Cochranella mache males range from 22-24 mm in size while the female holotype collected was 28 mm. This species can be distinguished from others of the same genus by the following characteristics: (1) vomerine teeth present; (2) snout subacuminate when viewed dorsally and gradually inclined in lateral view; (3) eye diameter double the width of disc of Finger III; (4) tympanic annulus present; in some specimens, a weak supratympanic fold is present; (5) dorsal skin shagreened and covered with minute spinules and warts with protruding spicules, in breeding males but not in females; (6) dermal folds with white tubercles present on ventrolateral edges of finger IV, forearms, elbows, toe V, tarsi, and heels; both dermal folds and tubercles are less conspicuous on females; (7) large nuptial pad with concealed prepollex; (8) humeral spine lacking; (9) presence of white warts ornamenting cloaca; in males cloacal opening bordered laterally by n-shaped fold; in females cloacal skin flaps present but not n-shaped; (10) bones green in life; (11) hepatic peritoneum is clear or covered by small patches of white iridophores in contrast to most centrolenid species with hepatic iridophores which generally cover the entire surface; iridophores cover anterior third of parietal peritoneum, entire pericardium and visceral peritonea, and sometimes renal capsules; (12) liver with four lobe; (13) finger I greater or equal in length to finger II. Feet are webbed and hands are partially webbed (Cisneros-Heredia et al. 2008; Guayasamin and Bonaccorso 2004).
The coloration of this species is unique: dorsum and ventral surfaces of limbs are blue-green; small yellow spots on the dorsum; large dull yellow patch on top of head; white iris with fine black reticulation; narrow golden ringed pupil. Moreover, the chromatic scheme can change dramatically, to a completely light blue background color with bright orange spots; the head patch now bright yellow; the iris light lavender with dark lavender reticulations; and the pupillary ring becomes a less noticeable bluish white. In males, fingers I and II and toes I and II are entirely white, while on females, only the points of fingers I and II and toes I and II are white along with the margins of the webbing (Cisneros-Heredia et al. 2008; Guayasamin and Bonaccorso 2004).
Distribution and Habitat
Country distribution from AmphibiaWeb's database: Ecuador
These frogs occur in northwestern Ecuador in the Montañas de Mache, on vegetation close to small streams in primary and old secondary Seasonal Evergreen Forests. The holotype was collected at 510 m asl in Reserva Biológica Bilsa (Guayasamin and Bonaccorso 2004).

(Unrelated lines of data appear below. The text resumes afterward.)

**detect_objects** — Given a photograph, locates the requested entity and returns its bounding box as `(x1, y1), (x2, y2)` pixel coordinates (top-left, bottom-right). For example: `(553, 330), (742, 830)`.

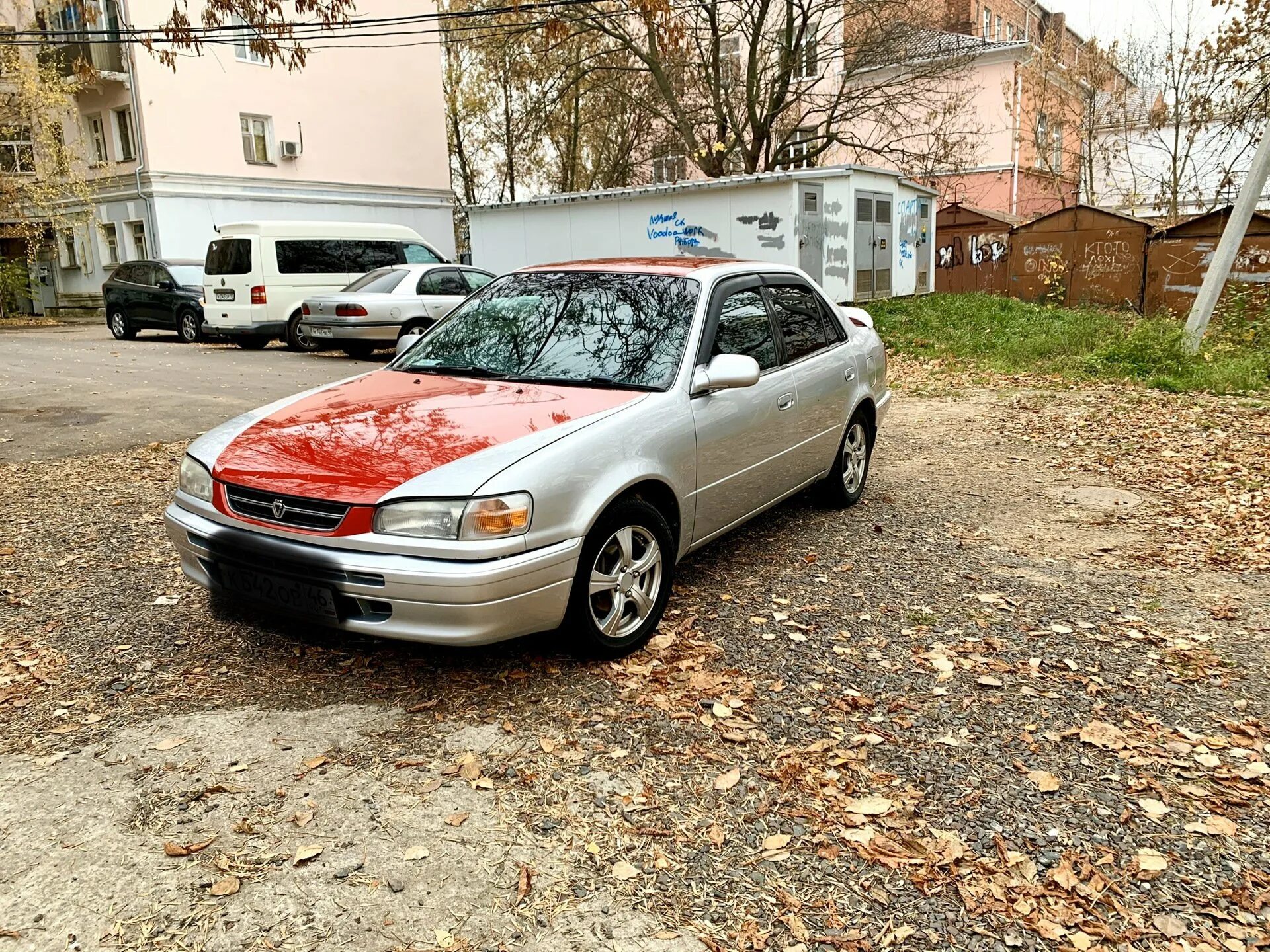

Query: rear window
(203, 239), (251, 274)
(344, 268), (405, 294)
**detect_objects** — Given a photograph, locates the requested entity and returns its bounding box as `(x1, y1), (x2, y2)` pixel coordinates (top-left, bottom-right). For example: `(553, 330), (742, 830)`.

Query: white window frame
(230, 14), (269, 66)
(0, 123), (36, 175)
(239, 113), (276, 165)
(123, 218), (150, 262)
(97, 221), (123, 268)
(84, 113), (110, 165)
(110, 105), (137, 163)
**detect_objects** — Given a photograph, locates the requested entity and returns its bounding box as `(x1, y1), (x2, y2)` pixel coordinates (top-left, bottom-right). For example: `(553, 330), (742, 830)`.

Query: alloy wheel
(587, 526), (661, 639)
(842, 422), (868, 493)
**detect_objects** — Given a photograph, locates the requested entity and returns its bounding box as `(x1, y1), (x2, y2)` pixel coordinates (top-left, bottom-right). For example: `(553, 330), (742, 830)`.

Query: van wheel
(565, 498), (675, 658)
(106, 305), (137, 340)
(287, 311), (321, 354)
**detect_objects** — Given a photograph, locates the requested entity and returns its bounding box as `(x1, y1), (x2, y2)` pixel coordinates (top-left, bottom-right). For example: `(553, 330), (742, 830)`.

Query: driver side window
(710, 288), (776, 371)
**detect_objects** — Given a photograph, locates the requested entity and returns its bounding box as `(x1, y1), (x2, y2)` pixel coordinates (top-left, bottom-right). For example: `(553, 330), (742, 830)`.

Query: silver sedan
(167, 258), (890, 658)
(300, 264), (494, 358)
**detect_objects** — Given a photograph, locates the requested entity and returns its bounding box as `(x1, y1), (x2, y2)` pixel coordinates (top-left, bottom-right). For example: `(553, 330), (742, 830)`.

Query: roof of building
(471, 165), (939, 211)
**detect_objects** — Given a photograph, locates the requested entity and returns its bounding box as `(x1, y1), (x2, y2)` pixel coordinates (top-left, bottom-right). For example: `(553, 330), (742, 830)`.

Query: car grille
(225, 484), (351, 532)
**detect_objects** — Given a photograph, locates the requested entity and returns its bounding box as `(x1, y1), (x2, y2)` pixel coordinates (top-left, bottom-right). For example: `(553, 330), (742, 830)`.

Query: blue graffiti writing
(645, 212), (706, 247)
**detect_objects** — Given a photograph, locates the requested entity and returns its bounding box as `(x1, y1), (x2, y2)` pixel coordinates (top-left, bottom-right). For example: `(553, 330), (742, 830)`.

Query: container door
(798, 185), (824, 284)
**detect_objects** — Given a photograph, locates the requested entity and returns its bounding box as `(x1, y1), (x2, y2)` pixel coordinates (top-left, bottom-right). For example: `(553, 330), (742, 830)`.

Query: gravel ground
(0, 376), (1270, 952)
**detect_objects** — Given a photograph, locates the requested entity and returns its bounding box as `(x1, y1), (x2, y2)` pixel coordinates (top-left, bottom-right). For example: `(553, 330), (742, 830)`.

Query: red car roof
(521, 257), (737, 277)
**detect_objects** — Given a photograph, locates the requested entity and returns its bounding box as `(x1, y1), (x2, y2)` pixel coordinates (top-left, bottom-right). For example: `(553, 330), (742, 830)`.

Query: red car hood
(212, 371), (642, 505)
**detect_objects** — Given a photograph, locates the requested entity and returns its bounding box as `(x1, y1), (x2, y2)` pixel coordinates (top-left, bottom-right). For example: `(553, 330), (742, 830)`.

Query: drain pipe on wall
(118, 0), (161, 258)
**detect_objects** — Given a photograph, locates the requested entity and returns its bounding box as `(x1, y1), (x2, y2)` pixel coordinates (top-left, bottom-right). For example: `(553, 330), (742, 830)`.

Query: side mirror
(396, 334), (423, 354)
(692, 354), (758, 393)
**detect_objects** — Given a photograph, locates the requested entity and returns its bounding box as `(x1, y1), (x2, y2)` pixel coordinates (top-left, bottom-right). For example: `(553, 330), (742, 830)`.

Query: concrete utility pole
(1186, 122), (1270, 354)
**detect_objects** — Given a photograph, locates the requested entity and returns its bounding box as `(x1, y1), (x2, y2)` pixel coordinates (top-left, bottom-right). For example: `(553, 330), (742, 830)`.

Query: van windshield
(203, 239), (251, 274)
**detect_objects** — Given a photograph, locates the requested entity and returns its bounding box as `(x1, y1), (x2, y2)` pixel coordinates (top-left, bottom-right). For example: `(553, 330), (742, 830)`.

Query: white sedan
(300, 264), (494, 358)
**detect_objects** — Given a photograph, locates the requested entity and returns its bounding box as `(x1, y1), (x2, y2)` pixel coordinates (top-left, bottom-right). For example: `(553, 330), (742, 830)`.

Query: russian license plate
(221, 563), (339, 621)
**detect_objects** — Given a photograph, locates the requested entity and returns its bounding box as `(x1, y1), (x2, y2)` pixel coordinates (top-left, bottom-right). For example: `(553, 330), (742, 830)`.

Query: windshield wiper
(516, 373), (661, 392)
(392, 363), (509, 379)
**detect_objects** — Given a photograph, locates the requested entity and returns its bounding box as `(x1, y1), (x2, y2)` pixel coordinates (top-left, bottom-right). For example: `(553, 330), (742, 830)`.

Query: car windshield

Life History, Abundance, Activity, and Special Behaviors
Cochranella mache is nocturnal and appears to be rare. A single gravid female was found at the end of the local dry season in September. Males were found perched on vegetation 1 to 1.6m above the streams while the single female was collected in the proximity of the stream, about 2.3m from the bank. Males call from the upper side of leaves overhanging streams. Eggs are attached to leaves above well-oxygenated streams where tadpoles can fall into the water. Eggs are unpigmented (Cisneros-Heredia et al. 2008; Cisneros-Heredia et al. 2010).
This species can undergo dramatic color change (see Description above) (Cisneros-Heredia et al. 2008).
Trends and Threats
It occurs in at least one protected area within Ecuador, the Reserva Biológica Bilsa, within the Mache Chindul Ecological Reserve (Stuart et al. 2008).
After extensive field surveys, Cisneros-Heredia et al. (2010) recently found three new localities for C. mache at Canandé, Monte Saino, and Quinindé. However, the authors recommended listing the species as Critically Endangered because of habitat loss and fragmentation, climate change in the local area due to habitat change, and decreases in abundance when compared to surveys from the 1970-1980's. The authors also note that while the species may be in decline, it could also be naturally rare or difficult to find. However, other sympatric glassfrog populations, Centrolene prosoblepon and Hyalinobatrachum fleischmanni, also show evidence of gradual declines over the last thirty years.
Possible reasons for amphibian decline
Habitat modification from deforestation, or logging related activities
The scientific name Cochranella mache refers to the type locality of the species, Montañas de Mache.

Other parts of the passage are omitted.